Convention centre in the Malaysian state of Penang

SPICE Convention Centre is a subterranean convention centre in George Town within the Malaysian state of Penang. Situated within the suburb of Bayan Lepas, it was completed in 2017 and forms part of the Setia SPICE complex. The convention centre contains an event space of 78959 m2, the largest in Penang.

== History ==
In 1997, the 25.4 acre Penang International Sports Arena (abbrev. PISA) was built by the Penang Island Municipal Council (now Penang Island City Council) at a cost of RM102.5 million. At the time, the PISA complex comprised an indoor arena (now renamed SPICE Arena) and a centre for aquatic sports. Although PISA was subsequently selected as a venue for the 2000 Sukma Games and the 2001 SEA Games, the complex was plagued by poor design and maintenance. By 2011, the municipal government estimated a budget of RM25 million to extensively repair PISA.

After the 2008 state election, the new Pakatan Rakyat-led state government saw the construction of an international-grade convention centre as a necessity to diversify the state's economy. However, as the municipal government lacked the financial means to undertake its construction, the state government under Chief Minister Lim Guan Eng initiated a request for proposal to redevelop PISA.

In 2011, Malaysian property developer S P Setia was granted a 30-year concession from the municipal government to redevelop PISA, which was subsequently renamed Setia SPICE. A key requirement of the tender was to preserve the existing greenery on the site. S P Setia's proposal included a new subterranean convention centre topped with a layer of grass, as well as a playground and a spice garden. Construction of the SPICE Convention Centre commenced in 2012 and was complete by 2017.

== Description ==
Designed by Arup Group, SPICE Convention Centre contains a meeting space of 74899 m2, distributed across 16 rooms located on two floors – one at ground level and another 3 m below ground. Additionally, it has a 4060 m2 pillarless ballroom, recognised as the largest in Malaysia by The Malaysia Book of Records, with a seating capacity of 8,000 in theatre configuration.

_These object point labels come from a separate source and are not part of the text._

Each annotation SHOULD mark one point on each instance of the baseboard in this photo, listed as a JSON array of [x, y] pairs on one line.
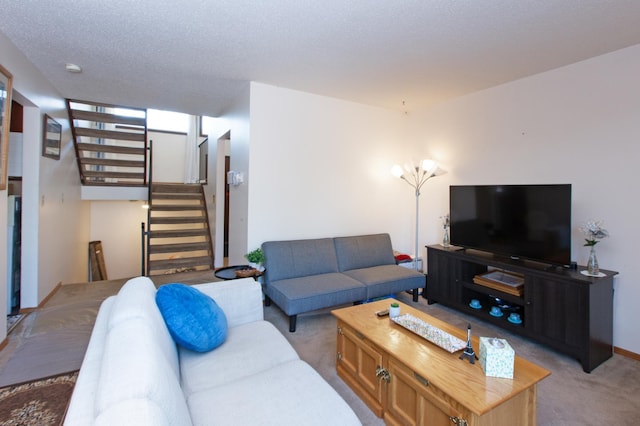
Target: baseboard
[[44, 301], [626, 353]]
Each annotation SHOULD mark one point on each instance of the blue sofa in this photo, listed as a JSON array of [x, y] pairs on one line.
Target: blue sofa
[[305, 275]]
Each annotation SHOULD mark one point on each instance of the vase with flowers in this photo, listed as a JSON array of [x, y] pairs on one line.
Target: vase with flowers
[[446, 221], [593, 232]]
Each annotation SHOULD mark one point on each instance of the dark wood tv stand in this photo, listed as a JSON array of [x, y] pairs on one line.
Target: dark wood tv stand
[[570, 312]]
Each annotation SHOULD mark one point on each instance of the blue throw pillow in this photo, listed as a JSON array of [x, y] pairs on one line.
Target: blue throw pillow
[[194, 319]]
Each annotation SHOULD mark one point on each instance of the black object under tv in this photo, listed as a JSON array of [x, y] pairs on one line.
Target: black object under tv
[[529, 222]]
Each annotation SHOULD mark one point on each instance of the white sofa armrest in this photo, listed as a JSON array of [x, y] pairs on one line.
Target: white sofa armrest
[[241, 299], [81, 407]]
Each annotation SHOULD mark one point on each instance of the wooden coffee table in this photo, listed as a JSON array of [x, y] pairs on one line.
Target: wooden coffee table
[[407, 380]]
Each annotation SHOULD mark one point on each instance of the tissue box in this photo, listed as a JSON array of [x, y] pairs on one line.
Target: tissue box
[[496, 357]]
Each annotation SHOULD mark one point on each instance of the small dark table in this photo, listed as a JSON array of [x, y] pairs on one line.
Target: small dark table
[[229, 272]]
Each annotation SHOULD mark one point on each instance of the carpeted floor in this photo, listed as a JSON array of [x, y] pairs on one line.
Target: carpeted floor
[[42, 402], [53, 339]]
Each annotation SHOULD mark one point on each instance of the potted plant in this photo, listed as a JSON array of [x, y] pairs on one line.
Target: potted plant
[[255, 258]]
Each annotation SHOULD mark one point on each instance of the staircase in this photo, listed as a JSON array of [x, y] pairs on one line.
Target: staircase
[[179, 239], [110, 143]]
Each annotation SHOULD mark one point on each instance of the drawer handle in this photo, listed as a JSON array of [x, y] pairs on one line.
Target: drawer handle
[[421, 379], [458, 421], [382, 373]]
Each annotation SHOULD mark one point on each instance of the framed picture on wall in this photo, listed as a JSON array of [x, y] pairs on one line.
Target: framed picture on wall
[[52, 135], [5, 122]]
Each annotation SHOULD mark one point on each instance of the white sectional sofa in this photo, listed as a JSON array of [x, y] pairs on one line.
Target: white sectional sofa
[[133, 372]]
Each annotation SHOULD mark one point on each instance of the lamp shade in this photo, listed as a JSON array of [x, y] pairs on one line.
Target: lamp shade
[[397, 171]]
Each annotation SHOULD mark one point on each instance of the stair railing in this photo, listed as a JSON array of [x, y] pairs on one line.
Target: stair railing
[[145, 234]]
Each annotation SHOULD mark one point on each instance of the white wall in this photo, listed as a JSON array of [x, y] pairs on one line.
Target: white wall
[[55, 222], [168, 156], [117, 225], [234, 122], [579, 125], [320, 167]]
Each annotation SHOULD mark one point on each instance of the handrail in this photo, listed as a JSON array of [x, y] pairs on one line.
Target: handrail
[[149, 190]]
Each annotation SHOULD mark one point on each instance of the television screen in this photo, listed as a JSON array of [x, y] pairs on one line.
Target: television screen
[[519, 221]]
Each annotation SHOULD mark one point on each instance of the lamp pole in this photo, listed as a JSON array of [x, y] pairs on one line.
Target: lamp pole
[[416, 176]]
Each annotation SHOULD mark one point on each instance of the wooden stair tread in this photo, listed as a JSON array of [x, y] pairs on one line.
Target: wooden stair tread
[[114, 149], [101, 117], [175, 196], [112, 175], [177, 220], [176, 188], [110, 134], [176, 207], [93, 161], [179, 233], [180, 262], [175, 248]]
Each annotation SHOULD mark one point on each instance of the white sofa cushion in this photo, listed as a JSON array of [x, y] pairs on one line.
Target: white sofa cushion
[[249, 349], [81, 407], [136, 299], [133, 412], [241, 300], [134, 367], [289, 394]]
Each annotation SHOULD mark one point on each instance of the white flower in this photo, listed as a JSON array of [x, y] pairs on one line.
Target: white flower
[[593, 232], [446, 221]]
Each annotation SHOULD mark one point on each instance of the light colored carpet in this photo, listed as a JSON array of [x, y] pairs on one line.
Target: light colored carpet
[[53, 340], [608, 395]]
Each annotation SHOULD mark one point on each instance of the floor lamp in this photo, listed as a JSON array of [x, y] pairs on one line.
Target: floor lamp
[[416, 176]]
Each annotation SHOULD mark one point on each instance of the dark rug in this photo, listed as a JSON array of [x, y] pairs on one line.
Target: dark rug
[[39, 402]]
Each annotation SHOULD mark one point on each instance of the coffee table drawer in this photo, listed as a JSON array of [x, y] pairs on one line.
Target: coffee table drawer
[[357, 363], [412, 400]]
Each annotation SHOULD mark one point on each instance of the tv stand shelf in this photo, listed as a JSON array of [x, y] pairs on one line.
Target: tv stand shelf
[[561, 308]]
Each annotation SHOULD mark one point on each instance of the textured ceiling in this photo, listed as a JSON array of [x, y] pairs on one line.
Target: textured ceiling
[[194, 56]]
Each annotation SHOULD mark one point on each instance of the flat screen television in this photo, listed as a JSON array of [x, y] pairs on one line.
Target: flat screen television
[[518, 221]]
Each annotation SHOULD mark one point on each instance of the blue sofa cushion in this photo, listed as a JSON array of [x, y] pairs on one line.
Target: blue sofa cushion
[[364, 251], [195, 321], [299, 258]]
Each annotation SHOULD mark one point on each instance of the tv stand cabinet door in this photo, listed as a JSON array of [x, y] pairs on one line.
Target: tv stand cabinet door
[[443, 277], [557, 313]]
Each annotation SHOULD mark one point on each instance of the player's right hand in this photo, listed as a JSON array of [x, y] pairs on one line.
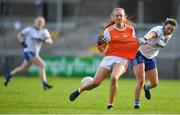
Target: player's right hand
[[24, 45], [101, 40]]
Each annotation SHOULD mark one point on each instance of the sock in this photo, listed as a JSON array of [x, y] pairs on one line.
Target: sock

The convention centre features a 7 acre public park situated on its roof, also touted as the largest in the country. The park includes a playground, a bamboo park and a spice garden, and is equipped with a rainwater harvesting system. In addition, it is illuminated by 654 solar-powered light-emitting diodes (LEDs) and incorporates daylighting features to help reduce the structure's internal temperature. The design of the centre necessitated the installation of 40 m span trusses with fabricated joints to accommodate the added weight of the garden.